Yes; the crux of the patch is really the epoll part, not the multiple
replace part. IMO, we should drop the multiple replace bit, as I agree
it is a pretty big change.

The change in semantics w.r.t. epoll() (and eventually others),
though, is important. The way it currently works is not really
helpful.

Perhaps we could add a flag that people could set from SECCOMP_ADDFD
asking for this extra behavior?

> >
> > The epmutex is taken when the file is replaced in the epoll interface. This is
> > similar to what would happen when eventpoll_release would be called for this
> > same file when it is ultimately released from __fput().
> >
> > This is indeed not limited to epoll and the file descriptor table, but this
> > current patch addresses is limited to these interfaces. We can create a separate
> > one for io_uring.
>
> The criteria for when it's sensible to update an fd to refer to the new
> file and when not are murky here and tailored to this very specific
> use-case. We shouldn't be involved in decisions like that. Userspace is
> in a much better position to know when it's sensible to replace an fd.
>
> The fdtable is no place to get involved in a game of "if the fd is in a
> epoll instance, update the epoll instance, if it's in an io_uring
> instance, update the io_uring instance, ...". That's a complete
> layerying violation imho.
>
> And even if you'd need to get sign off on this from epoll and io_uring
> folks as well before we can just reach into other subsytems from the
> fdtable.

Yep, agreed.

> I'm sorry but this all sounds messy.

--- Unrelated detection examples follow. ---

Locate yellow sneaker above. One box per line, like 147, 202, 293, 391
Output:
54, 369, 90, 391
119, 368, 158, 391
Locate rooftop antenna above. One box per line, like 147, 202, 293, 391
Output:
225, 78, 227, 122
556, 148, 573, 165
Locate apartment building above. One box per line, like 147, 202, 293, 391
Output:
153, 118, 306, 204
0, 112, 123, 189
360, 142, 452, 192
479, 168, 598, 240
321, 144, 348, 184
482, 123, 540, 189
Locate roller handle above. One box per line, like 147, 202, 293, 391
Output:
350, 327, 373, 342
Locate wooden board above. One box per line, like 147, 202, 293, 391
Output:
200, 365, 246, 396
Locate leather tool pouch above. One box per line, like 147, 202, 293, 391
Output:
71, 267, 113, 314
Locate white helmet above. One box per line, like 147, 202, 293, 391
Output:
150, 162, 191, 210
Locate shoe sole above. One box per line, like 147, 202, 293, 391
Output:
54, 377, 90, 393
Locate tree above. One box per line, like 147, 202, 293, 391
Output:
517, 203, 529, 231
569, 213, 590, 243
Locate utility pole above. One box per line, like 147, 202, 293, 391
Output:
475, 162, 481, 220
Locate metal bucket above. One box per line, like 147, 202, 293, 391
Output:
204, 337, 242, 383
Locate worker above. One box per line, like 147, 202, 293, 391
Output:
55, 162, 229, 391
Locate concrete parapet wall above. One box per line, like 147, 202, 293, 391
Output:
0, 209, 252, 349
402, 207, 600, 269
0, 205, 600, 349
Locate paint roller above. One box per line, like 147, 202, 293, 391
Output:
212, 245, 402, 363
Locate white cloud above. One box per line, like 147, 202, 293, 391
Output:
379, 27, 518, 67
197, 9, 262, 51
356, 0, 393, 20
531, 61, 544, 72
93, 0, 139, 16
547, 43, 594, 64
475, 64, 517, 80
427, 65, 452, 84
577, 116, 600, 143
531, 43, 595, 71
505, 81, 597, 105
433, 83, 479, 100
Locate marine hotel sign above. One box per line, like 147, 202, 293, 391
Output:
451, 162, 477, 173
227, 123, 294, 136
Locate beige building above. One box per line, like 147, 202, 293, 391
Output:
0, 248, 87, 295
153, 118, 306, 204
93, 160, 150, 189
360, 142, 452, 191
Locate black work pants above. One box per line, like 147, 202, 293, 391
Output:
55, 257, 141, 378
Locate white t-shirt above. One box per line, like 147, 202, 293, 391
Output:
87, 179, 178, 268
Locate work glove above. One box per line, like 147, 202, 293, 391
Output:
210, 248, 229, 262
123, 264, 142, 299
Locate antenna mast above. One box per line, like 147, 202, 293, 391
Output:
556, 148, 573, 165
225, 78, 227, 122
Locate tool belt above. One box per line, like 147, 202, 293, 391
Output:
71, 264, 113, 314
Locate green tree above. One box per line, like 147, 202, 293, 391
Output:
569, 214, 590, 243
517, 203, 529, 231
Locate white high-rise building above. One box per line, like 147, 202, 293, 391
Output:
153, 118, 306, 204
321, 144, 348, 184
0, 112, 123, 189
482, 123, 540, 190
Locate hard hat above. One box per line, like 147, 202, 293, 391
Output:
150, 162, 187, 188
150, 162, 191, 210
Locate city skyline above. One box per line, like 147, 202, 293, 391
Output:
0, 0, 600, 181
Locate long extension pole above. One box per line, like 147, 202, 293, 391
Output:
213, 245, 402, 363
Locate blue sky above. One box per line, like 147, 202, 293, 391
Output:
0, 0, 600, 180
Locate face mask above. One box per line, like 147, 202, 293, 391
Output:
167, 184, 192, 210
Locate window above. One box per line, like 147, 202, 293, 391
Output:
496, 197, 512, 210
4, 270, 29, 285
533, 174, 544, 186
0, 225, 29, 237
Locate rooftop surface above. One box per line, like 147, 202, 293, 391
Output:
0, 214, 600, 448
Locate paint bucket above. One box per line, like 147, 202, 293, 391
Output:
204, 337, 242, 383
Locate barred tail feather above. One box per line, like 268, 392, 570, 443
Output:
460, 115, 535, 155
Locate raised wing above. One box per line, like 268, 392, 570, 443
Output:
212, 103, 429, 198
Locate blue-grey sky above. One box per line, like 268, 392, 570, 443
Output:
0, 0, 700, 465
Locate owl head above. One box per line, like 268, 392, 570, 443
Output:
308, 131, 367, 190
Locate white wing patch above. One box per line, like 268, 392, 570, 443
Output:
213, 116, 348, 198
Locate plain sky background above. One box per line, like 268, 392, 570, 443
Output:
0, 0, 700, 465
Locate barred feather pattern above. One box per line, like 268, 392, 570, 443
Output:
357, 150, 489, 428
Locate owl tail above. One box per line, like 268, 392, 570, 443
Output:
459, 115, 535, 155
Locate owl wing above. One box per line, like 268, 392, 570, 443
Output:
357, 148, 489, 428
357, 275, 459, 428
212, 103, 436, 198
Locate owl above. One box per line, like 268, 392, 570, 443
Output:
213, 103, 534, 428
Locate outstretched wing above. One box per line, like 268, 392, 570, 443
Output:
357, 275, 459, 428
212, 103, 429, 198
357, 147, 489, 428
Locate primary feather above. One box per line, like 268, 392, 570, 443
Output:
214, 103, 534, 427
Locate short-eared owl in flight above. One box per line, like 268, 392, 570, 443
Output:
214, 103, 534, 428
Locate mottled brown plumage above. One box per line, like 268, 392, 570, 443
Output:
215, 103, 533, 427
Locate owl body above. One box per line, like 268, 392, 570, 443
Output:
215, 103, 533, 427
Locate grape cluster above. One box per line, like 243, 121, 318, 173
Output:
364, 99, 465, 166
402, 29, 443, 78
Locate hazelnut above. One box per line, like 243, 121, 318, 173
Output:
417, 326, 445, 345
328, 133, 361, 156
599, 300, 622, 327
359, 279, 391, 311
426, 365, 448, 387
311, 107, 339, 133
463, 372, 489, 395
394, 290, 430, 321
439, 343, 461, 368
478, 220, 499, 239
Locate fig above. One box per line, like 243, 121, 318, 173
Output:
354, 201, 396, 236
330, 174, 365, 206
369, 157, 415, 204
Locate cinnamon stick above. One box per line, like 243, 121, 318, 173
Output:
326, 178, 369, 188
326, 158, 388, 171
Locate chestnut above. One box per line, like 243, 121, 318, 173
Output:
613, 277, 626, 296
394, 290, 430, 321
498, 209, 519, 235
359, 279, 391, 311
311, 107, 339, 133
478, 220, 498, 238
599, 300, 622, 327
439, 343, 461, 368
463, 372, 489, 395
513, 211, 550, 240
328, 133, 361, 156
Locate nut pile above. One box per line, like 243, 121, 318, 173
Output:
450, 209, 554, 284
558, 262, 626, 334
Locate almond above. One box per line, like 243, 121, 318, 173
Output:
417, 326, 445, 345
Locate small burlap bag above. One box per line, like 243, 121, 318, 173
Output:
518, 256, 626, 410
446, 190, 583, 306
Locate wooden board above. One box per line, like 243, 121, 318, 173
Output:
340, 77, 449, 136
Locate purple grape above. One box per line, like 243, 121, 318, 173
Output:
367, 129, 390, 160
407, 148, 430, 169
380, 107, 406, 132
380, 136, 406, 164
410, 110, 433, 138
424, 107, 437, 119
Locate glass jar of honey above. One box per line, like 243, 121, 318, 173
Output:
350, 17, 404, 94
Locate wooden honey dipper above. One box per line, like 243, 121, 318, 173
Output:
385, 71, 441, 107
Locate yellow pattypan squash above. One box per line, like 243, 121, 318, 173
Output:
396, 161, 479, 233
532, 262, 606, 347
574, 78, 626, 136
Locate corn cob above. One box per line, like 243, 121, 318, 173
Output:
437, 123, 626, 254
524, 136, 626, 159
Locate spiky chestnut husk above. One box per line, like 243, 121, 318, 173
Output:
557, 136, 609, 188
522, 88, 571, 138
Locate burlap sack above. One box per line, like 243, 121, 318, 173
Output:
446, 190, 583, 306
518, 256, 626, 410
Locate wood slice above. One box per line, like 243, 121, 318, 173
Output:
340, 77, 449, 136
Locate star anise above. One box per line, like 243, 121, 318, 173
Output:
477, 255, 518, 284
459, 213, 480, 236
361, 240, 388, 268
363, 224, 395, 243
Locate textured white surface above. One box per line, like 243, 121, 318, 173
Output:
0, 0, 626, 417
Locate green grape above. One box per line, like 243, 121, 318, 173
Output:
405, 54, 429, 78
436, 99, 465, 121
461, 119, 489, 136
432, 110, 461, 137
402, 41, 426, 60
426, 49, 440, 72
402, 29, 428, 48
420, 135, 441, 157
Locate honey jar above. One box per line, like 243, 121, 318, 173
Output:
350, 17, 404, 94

You can do this just fine in
> userspace, so please do it in userspace. This all sound very NAKable
> right now.

We have added lots of APIs for things that are possible from userspace
already that are made easier with a nice API. The seccomp forwarding
functionality itself, pidfd_getfd(), etc. I don't see this particular
bit as a strong argument against.

Tycho

2023-03-27 09:09:09

by Christian Brauner

[permalink] [raw]
Subject: Re: [RFC v4 2/2] file, epoll: Implement do_replace() and eventpoll_replace()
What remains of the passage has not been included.